Thanks for sharing gents!

You guys are HARDCORE for sure...
👍👌👍


----------



## M. Tonello

sfw1960 said:


> Thanks for sharing gents!
> 
> You guys are HARDCORE for sure...
> 👍👌👍


True. But there's nothing else we'd rather be doing!


----------



## sfw1960

Well feel free to grab a couple thousand extras & I'll think of a few places to dump em off Mark!

🤣👌


----------



## wilsonm

We spawned around 65 pair today. We'll be back on Tuesday to most likely finish things up for the year.


----------



## cedarlkDJ

wilsonm said:


> The pic didn't quite show how *blue* the fins were on that fish. There were a couple more with that coloration. The fish go back in the river no worse for wear.


Better???









Those blue fins are cool! Thanks for everything you do guys!


----------



## wilsonm

We finished up the egg-take for the year spawning around 65 pair while sorting through a couple hundred females. Nothing overly big today as a lot of the real large females spawn a tad earlier compared to the smaller ones. I believe 14.5 was the biggest we weighed for the year. Can't remember seeing so many boats in the stretch from Croton to Pine Street last week and today during our egg-takes over the years.


----------



## sfw1960

Yes I think you mentioned a 14.5# hoss of a big girl earlier in the thread Mike.
Looks like you all ended up with a much smoother finish than the bumpy start.

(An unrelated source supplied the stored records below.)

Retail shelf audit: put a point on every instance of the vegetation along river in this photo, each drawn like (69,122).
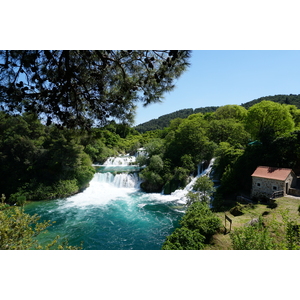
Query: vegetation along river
(112,213)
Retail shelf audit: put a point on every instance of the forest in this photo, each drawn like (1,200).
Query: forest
(47,162)
(62,111)
(41,161)
(164,121)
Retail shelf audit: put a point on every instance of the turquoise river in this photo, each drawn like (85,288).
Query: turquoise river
(113,213)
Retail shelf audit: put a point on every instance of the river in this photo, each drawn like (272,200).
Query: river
(113,213)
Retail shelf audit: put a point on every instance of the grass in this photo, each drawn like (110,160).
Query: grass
(222,241)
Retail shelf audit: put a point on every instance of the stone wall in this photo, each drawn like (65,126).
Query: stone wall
(294,192)
(266,187)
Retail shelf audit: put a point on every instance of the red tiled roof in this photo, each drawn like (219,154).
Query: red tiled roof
(272,173)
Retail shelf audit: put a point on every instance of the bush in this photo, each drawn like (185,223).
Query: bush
(184,239)
(200,217)
(197,226)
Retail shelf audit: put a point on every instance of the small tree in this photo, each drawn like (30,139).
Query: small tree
(18,231)
(204,187)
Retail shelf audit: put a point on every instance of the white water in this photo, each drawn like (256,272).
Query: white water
(113,187)
(120,161)
(113,213)
(180,195)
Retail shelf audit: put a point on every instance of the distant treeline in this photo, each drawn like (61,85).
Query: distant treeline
(164,121)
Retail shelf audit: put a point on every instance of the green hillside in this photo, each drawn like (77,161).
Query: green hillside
(164,120)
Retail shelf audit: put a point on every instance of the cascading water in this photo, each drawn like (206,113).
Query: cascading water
(113,213)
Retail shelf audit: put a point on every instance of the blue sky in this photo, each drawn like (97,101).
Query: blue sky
(220,77)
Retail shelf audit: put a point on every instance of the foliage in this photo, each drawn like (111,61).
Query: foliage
(184,239)
(74,87)
(39,162)
(267,119)
(236,112)
(197,226)
(255,237)
(283,235)
(18,231)
(204,187)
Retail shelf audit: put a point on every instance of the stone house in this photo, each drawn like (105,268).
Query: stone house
(267,180)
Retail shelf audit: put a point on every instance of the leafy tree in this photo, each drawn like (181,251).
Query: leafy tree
(197,226)
(228,130)
(73,87)
(267,119)
(18,231)
(205,186)
(236,112)
(184,239)
(255,237)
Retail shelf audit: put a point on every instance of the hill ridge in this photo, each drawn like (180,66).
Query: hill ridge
(164,120)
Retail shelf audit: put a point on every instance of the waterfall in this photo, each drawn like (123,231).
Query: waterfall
(120,161)
(122,180)
(180,195)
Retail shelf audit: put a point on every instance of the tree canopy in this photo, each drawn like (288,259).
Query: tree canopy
(76,88)
(268,118)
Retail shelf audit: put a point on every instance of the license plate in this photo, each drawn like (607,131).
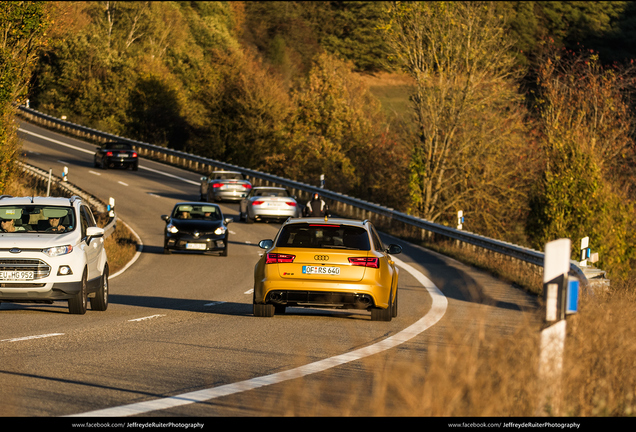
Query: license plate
(196,246)
(16,275)
(321,270)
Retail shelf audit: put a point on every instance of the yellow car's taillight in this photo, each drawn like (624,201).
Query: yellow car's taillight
(365,261)
(274,258)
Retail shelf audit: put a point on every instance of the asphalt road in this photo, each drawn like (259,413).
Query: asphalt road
(179,338)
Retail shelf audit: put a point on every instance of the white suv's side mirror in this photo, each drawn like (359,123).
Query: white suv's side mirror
(92,232)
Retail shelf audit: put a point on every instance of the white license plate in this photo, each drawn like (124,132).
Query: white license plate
(16,275)
(196,246)
(321,270)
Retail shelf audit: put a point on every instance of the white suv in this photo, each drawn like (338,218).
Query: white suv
(51,249)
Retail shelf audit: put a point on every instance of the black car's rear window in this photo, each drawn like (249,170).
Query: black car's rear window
(228,176)
(330,236)
(118,146)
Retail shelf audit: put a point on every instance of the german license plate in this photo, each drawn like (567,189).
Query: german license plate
(16,275)
(196,246)
(321,270)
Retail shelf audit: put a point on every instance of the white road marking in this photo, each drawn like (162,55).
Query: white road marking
(437,311)
(32,337)
(92,153)
(214,303)
(146,318)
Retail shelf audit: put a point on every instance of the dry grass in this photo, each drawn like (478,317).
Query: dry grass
(474,375)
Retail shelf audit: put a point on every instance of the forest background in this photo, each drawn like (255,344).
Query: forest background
(518,113)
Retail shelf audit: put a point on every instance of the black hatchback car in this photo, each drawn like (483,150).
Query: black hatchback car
(196,227)
(116,154)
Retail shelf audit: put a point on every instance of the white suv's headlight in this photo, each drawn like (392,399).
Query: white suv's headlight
(172,229)
(58,250)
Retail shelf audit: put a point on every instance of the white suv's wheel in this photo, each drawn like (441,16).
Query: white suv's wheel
(79,303)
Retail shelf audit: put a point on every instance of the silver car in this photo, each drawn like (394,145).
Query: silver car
(224,186)
(266,202)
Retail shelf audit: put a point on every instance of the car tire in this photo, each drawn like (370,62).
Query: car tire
(78,304)
(266,310)
(100,301)
(394,308)
(379,314)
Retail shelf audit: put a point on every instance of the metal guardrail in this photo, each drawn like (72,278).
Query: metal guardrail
(71,189)
(345,203)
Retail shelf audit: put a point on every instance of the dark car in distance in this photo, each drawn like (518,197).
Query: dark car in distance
(116,154)
(196,227)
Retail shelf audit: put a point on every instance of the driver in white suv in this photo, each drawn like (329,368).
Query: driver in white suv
(51,249)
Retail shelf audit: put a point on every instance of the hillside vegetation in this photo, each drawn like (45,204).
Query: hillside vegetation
(517,113)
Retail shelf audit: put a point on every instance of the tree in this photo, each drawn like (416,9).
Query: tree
(470,150)
(339,130)
(588,185)
(22,27)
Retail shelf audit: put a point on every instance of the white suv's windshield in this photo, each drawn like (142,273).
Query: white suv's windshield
(37,219)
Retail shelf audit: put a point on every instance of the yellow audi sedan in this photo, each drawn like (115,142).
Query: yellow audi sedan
(328,263)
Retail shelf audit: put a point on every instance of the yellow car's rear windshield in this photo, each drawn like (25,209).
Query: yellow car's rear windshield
(330,236)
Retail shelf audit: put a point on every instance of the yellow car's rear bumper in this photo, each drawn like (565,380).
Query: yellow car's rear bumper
(356,294)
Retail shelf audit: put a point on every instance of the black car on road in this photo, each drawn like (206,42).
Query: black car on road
(116,154)
(196,227)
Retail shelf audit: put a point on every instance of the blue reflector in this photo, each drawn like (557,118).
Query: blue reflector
(572,297)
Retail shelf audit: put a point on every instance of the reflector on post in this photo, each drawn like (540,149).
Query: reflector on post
(555,278)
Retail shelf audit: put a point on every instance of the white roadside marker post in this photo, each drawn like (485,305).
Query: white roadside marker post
(561,299)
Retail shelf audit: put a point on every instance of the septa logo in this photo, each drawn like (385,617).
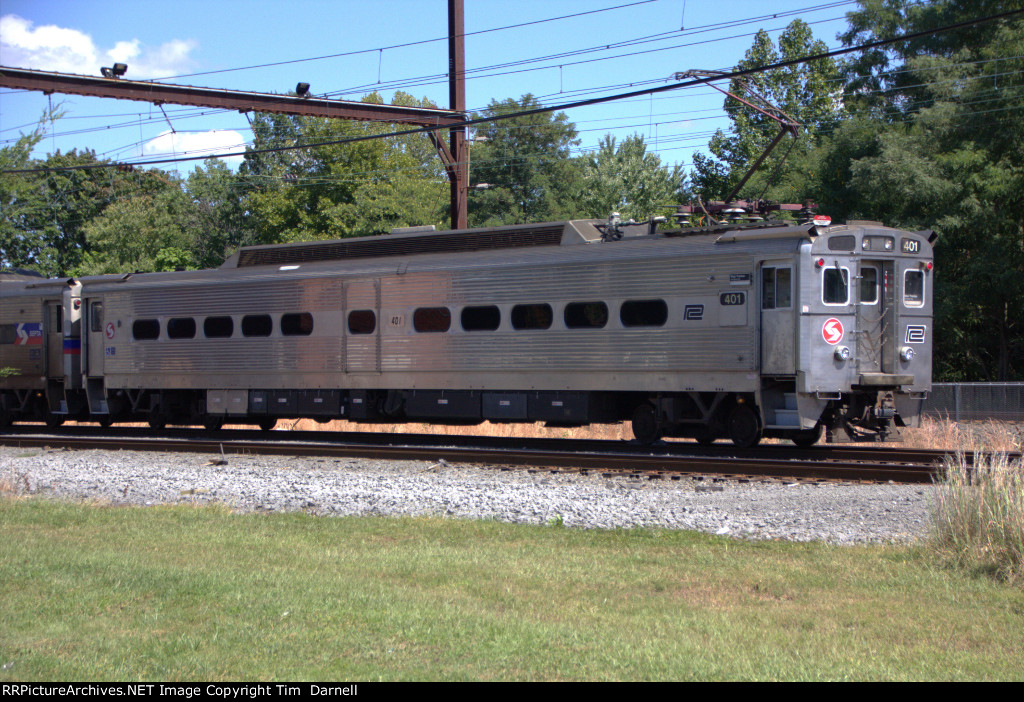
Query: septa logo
(832,331)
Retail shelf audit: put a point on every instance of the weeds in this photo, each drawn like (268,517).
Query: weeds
(978,515)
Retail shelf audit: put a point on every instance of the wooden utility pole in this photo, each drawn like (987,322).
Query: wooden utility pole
(453,155)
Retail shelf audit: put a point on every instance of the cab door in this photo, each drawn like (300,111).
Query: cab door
(778,326)
(875,316)
(95,338)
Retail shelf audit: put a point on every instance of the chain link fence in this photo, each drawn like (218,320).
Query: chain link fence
(972,401)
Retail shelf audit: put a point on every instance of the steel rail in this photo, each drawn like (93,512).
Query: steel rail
(693,465)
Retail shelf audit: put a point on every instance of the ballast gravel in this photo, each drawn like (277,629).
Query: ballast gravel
(836,513)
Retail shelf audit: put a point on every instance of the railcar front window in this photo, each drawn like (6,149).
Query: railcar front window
(913,289)
(836,286)
(868,286)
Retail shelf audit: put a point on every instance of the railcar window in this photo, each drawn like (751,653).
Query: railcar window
(181,327)
(145,330)
(776,288)
(218,327)
(868,286)
(256,325)
(361,321)
(531,316)
(845,243)
(913,289)
(432,319)
(583,315)
(485,318)
(96,316)
(836,286)
(644,313)
(297,324)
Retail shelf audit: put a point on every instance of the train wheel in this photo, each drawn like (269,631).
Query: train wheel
(743,426)
(645,427)
(704,436)
(808,437)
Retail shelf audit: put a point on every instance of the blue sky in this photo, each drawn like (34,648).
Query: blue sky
(204,42)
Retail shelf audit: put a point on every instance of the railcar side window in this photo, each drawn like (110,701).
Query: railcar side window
(868,286)
(145,330)
(836,286)
(361,321)
(643,313)
(218,327)
(584,315)
(257,325)
(96,316)
(913,289)
(181,327)
(484,318)
(531,316)
(776,288)
(297,324)
(432,319)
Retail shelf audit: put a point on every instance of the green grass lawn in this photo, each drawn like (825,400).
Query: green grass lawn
(95,593)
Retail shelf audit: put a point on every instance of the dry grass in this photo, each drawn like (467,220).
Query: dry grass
(978,515)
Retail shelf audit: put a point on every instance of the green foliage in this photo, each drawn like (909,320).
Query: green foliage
(524,165)
(628,180)
(808,93)
(341,189)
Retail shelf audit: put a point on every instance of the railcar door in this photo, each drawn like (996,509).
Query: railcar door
(875,316)
(778,328)
(361,337)
(94,339)
(54,340)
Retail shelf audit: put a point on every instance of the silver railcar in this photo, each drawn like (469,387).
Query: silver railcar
(743,332)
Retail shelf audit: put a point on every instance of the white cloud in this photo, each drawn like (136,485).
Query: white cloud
(65,50)
(174,144)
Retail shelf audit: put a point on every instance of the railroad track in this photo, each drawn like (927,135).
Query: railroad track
(670,458)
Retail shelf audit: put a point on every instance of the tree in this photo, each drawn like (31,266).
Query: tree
(520,168)
(807,92)
(944,150)
(333,190)
(628,179)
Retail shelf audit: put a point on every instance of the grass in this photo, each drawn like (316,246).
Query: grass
(978,515)
(94,593)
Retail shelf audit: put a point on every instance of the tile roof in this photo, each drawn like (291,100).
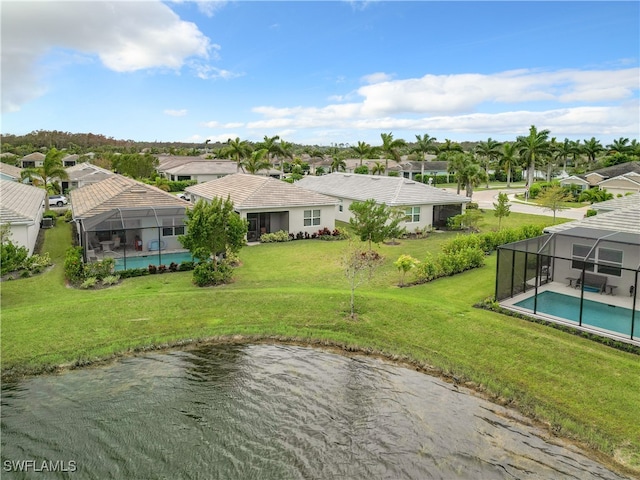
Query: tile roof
(255,191)
(392,191)
(119,192)
(625,220)
(88,172)
(10,170)
(618,203)
(19,203)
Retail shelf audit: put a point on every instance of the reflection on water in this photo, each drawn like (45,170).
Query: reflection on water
(269,412)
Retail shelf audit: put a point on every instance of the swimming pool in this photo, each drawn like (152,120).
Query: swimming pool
(595,314)
(146,260)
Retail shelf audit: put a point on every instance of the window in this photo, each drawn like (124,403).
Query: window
(579,254)
(610,262)
(172,227)
(412,215)
(311,217)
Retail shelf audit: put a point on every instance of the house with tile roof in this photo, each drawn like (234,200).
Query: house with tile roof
(121,216)
(83,174)
(620,179)
(21,209)
(582,273)
(270,205)
(424,205)
(9,172)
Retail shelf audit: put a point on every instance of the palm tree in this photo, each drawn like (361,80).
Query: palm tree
(592,148)
(378,169)
(621,145)
(362,150)
(490,151)
(536,144)
(257,161)
(424,145)
(338,164)
(51,169)
(238,150)
(508,159)
(390,148)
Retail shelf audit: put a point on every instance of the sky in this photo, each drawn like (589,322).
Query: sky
(321,73)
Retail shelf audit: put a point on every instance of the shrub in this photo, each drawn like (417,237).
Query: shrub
(13,256)
(133,272)
(279,236)
(89,282)
(209,274)
(111,279)
(100,269)
(73,266)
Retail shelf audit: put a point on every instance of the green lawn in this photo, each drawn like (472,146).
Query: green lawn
(297,291)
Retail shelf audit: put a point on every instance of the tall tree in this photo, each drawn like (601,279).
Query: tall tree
(238,150)
(591,149)
(257,161)
(532,147)
(362,150)
(508,159)
(425,144)
(373,222)
(489,150)
(45,175)
(390,148)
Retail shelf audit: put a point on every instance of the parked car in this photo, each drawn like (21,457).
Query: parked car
(57,200)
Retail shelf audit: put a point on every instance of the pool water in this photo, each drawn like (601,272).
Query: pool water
(155,259)
(596,314)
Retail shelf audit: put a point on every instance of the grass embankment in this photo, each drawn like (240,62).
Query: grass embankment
(581,389)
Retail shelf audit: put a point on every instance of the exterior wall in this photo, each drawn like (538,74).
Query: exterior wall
(619,187)
(26,235)
(426,215)
(563,268)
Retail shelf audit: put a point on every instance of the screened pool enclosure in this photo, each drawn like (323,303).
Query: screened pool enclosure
(135,237)
(583,277)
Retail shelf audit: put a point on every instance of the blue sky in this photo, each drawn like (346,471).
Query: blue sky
(321,72)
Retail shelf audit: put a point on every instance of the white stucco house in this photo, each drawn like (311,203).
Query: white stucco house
(21,208)
(424,205)
(119,216)
(270,205)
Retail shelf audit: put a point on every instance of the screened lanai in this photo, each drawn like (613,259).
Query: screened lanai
(135,236)
(581,276)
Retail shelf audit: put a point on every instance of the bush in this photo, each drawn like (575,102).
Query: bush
(73,266)
(13,256)
(89,283)
(100,269)
(279,236)
(209,274)
(111,280)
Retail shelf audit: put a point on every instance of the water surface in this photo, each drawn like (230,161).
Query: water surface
(271,412)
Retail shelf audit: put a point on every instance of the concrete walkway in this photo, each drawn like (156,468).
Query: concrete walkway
(486,198)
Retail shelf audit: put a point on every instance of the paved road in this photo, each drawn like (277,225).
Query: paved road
(486,198)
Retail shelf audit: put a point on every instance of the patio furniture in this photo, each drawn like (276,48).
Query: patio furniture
(592,281)
(572,280)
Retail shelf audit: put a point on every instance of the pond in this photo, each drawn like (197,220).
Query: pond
(269,412)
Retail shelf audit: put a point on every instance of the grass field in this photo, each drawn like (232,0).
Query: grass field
(297,291)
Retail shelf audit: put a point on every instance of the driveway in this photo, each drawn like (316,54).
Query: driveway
(486,198)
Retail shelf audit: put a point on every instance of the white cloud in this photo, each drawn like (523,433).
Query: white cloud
(125,36)
(568,102)
(176,113)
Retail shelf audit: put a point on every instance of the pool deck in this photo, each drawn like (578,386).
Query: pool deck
(618,300)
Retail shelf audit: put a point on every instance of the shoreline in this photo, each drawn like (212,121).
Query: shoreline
(406,361)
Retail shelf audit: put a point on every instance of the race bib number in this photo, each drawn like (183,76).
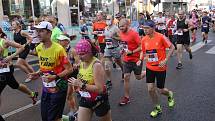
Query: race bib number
(5,69)
(124,46)
(85,94)
(180,32)
(161,27)
(100,33)
(152,55)
(49,84)
(205,25)
(109,43)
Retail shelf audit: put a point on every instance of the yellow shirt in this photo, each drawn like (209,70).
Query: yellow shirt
(52,58)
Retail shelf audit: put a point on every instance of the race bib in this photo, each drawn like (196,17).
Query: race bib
(109,43)
(152,55)
(161,27)
(124,46)
(100,33)
(180,32)
(205,25)
(5,69)
(84,94)
(49,84)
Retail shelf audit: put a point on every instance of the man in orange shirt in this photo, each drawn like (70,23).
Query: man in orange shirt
(130,45)
(154,47)
(98,31)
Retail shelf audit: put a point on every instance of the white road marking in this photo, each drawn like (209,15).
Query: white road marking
(211,51)
(198,46)
(19,110)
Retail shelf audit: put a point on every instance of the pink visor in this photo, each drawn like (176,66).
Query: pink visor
(83,46)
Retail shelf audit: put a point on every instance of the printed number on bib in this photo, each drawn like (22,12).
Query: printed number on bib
(124,46)
(161,27)
(180,32)
(152,55)
(100,33)
(49,84)
(205,25)
(85,94)
(109,43)
(5,69)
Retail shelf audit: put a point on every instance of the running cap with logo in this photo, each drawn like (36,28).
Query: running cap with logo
(44,25)
(83,46)
(63,37)
(149,23)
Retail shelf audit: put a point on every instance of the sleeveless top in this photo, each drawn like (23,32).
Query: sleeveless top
(182,25)
(18,38)
(5,50)
(86,76)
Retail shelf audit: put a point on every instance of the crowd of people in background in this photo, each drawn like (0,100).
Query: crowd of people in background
(82,74)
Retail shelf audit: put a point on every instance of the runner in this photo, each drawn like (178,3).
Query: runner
(161,23)
(98,31)
(141,22)
(56,32)
(205,26)
(54,67)
(171,29)
(22,38)
(84,29)
(183,26)
(7,69)
(154,47)
(91,81)
(130,43)
(112,49)
(194,20)
(64,41)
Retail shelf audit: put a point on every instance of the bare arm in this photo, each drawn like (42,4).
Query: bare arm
(28,37)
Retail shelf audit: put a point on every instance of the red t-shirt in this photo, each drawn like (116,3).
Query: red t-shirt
(132,39)
(169,26)
(155,50)
(100,27)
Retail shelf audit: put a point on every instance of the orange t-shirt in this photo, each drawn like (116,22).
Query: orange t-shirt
(100,27)
(155,50)
(132,41)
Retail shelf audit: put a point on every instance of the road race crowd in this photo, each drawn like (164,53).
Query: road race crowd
(81,74)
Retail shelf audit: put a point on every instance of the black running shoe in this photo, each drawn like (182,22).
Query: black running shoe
(114,65)
(190,55)
(179,66)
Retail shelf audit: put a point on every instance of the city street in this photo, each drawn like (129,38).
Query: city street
(193,87)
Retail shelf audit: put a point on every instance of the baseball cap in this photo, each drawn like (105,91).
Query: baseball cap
(63,37)
(149,23)
(83,46)
(44,25)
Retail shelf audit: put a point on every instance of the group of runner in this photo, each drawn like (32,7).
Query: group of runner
(82,75)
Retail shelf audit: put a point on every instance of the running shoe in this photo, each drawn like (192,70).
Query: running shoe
(27,80)
(114,65)
(124,101)
(179,66)
(34,96)
(171,101)
(157,110)
(108,86)
(190,55)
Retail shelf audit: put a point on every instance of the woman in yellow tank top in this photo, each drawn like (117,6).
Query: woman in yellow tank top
(91,84)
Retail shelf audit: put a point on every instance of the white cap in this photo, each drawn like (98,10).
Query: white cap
(44,25)
(63,37)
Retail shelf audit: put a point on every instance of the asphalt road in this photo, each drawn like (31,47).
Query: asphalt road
(193,87)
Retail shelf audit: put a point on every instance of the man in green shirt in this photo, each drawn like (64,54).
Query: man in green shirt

I'm convinced Mr Tonello should post more pictures, but you guys probably work him pretty hard too!😉
I know I speak for many members here on MS as well as many sportsmen & sportswoman that aren't members but read and fish... We appreciate your hard work and strenuous efforts of the entire DNR fisheries team!
👌👍
I'm looking forward to stopping in next season and seeing you all working your magic.

DNR Fisheries people =
H A R D C O R E !


----------